Bill Speight lay on his back in the sewer. Trewitt, at the edge, could just now make him out. Three or four different light beams pinned the old man against a cascade of stones and beer bottles and rusty pipes and assorted junk. The police were talking about las botas, Trewitt overheard as he stared at old Bill in the sewer.

Boots.

That was it: there was a delay until some high rubber waders could be found; no man would descend into the muck without them.

A flashbulb popped and in its brightness Trewitt could see that the old man had taken some kind of heavy-caliber or big-bore shell in the left side of the face. Shotgun, perhaps. The features had been peeled back off that side of his head; yet on the other, astonishingly, the old Bill prevailed. The vision so diverged from Trewitt’s assumptions of human anatomy that he could make no sense of it.

Speight was soaked by the rushing water from a pipe. A shoe had come off and floated downstream, where it wedged against a rock. It was an old Wallaby.
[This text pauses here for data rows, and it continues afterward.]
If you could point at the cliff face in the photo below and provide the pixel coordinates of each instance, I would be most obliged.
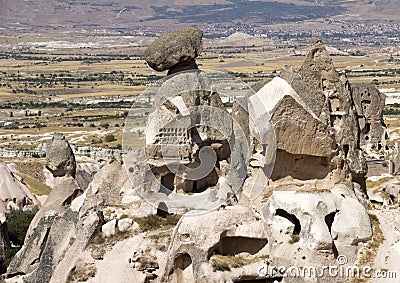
(215, 195)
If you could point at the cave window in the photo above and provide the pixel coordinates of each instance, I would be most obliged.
(167, 181)
(292, 218)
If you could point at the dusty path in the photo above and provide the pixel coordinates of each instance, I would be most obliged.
(388, 255)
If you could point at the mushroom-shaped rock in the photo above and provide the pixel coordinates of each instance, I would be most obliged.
(60, 159)
(175, 51)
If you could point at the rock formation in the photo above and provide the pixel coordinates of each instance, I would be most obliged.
(369, 103)
(273, 182)
(175, 51)
(14, 193)
(60, 159)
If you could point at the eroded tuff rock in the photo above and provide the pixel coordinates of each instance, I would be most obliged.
(323, 219)
(14, 193)
(64, 226)
(369, 103)
(328, 93)
(230, 232)
(60, 159)
(303, 210)
(175, 51)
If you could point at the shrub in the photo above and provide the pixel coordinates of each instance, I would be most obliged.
(18, 223)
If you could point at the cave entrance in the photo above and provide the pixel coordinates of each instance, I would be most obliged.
(167, 181)
(231, 246)
(292, 218)
(184, 269)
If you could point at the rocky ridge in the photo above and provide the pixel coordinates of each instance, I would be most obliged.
(283, 184)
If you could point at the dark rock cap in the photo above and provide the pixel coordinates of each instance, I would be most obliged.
(175, 48)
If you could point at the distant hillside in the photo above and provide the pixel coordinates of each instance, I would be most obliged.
(126, 14)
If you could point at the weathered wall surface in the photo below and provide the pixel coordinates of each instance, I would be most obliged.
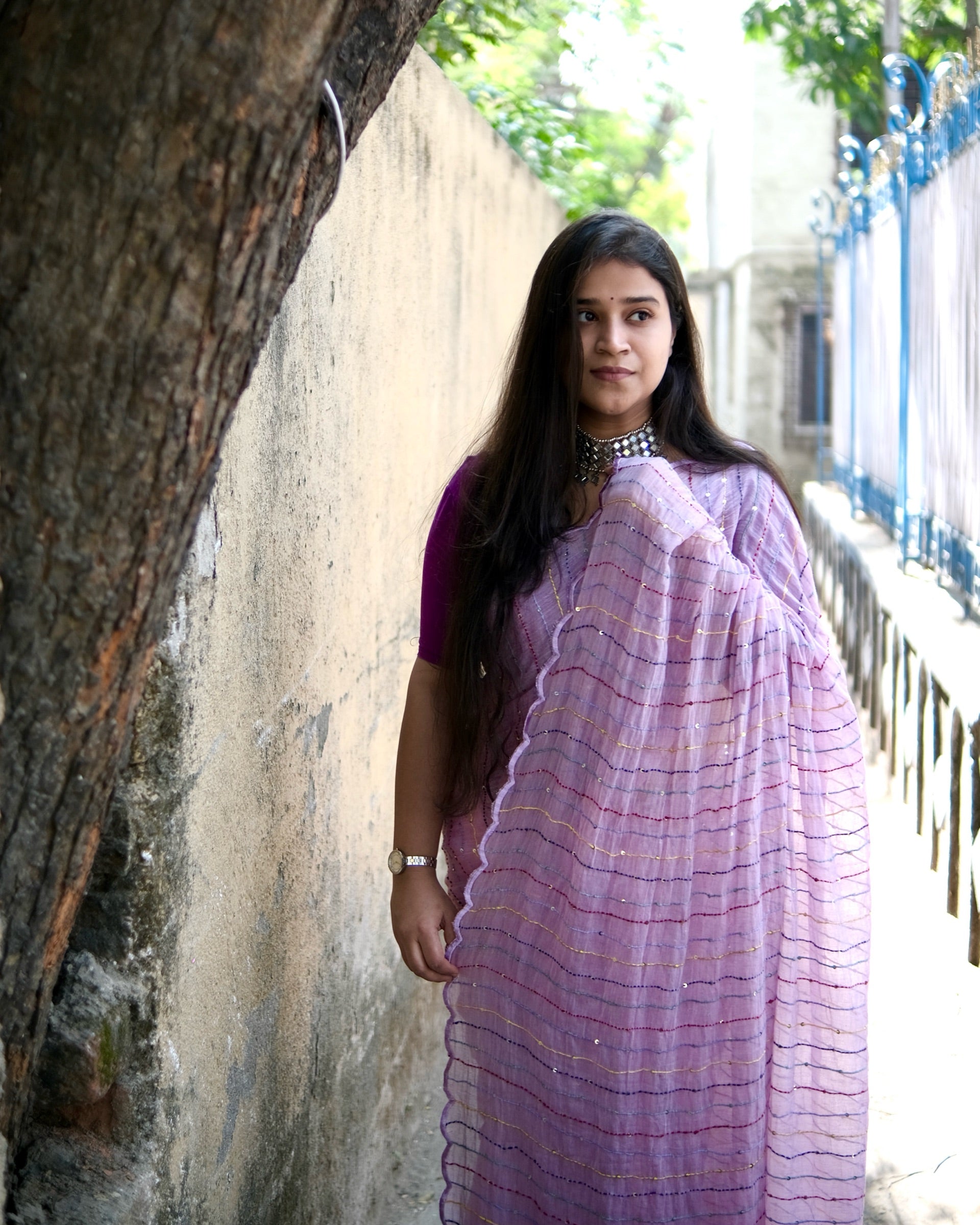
(273, 1044)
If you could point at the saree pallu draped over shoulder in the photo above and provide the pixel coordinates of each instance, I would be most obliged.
(663, 950)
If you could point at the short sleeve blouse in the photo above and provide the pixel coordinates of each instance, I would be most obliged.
(439, 569)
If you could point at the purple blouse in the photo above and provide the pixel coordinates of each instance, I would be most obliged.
(438, 571)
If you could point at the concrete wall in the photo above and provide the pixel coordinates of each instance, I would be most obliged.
(770, 148)
(280, 1043)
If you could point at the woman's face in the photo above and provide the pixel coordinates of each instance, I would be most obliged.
(626, 334)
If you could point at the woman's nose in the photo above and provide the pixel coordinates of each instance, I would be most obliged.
(613, 338)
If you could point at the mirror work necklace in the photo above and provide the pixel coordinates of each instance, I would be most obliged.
(595, 456)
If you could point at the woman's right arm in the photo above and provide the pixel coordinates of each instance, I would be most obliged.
(422, 912)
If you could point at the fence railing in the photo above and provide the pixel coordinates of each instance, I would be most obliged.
(905, 234)
(933, 745)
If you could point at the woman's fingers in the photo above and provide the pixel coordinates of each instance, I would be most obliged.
(414, 959)
(435, 956)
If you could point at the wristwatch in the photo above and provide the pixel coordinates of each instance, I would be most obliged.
(399, 862)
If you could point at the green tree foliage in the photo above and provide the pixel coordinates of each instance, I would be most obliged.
(519, 66)
(836, 46)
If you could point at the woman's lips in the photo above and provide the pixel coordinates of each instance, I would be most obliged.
(611, 374)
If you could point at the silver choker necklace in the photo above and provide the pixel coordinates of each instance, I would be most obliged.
(595, 456)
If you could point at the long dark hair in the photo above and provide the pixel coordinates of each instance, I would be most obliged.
(516, 500)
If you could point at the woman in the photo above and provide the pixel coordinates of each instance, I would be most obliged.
(629, 729)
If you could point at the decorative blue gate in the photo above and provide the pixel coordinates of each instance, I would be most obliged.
(905, 236)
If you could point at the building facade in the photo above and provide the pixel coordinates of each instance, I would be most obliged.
(767, 150)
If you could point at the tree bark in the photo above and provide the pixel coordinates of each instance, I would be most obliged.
(163, 167)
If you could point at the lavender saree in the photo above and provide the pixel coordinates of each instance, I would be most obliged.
(663, 945)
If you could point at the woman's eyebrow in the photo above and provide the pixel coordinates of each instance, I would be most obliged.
(629, 302)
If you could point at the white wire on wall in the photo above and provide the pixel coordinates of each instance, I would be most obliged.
(945, 344)
(841, 358)
(877, 344)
They’d blown the side of his head in and thrown him into a sewer behind a whorehouse, Trewitt thought dumbly. He accepted and did not accept it. Only yesterday, as he sat throwing down rum-and-Cokes, old Speight had numbed him with an endless tale of the Korean War, an account that could have been in a foreign language, so full was it of obscure references, improbable characters, unlikely events. Halfway through, Trewitt realized he must have missed something important, for he had no idea what the man had been talking about. Now he was dead. In a sewer. Shot in the face.

Trewitt gripped the bricks before him for steadiness. Oh, Jesus, poor old bastard. He realized he was trembling, that he was cold. He looked again at Bill. Bill had been so alive just a few minutes ago. Trewitt thought he might be sick. He didn’t know what to do. He could hear the police asking questions.

“Anybody know this old bird?”

“He was with another gringo in Oscar’s. A young one.”

“Where is he?”

“Still with his girl friend.” There was some laughter.

“They get those boots yet?”

“Yes, they just arrived. Who’s going down there?”

“Call Washington. Have them send a vice-president.” More laughter.

Then something occurred to Trewitt.

They — whoever they were — killed Speight for trying to find out about Ramirez.

He, Trewitt, had been with Speight.

He, Trewitt, had asked about Ramirez.

And then, and only then, did he panic.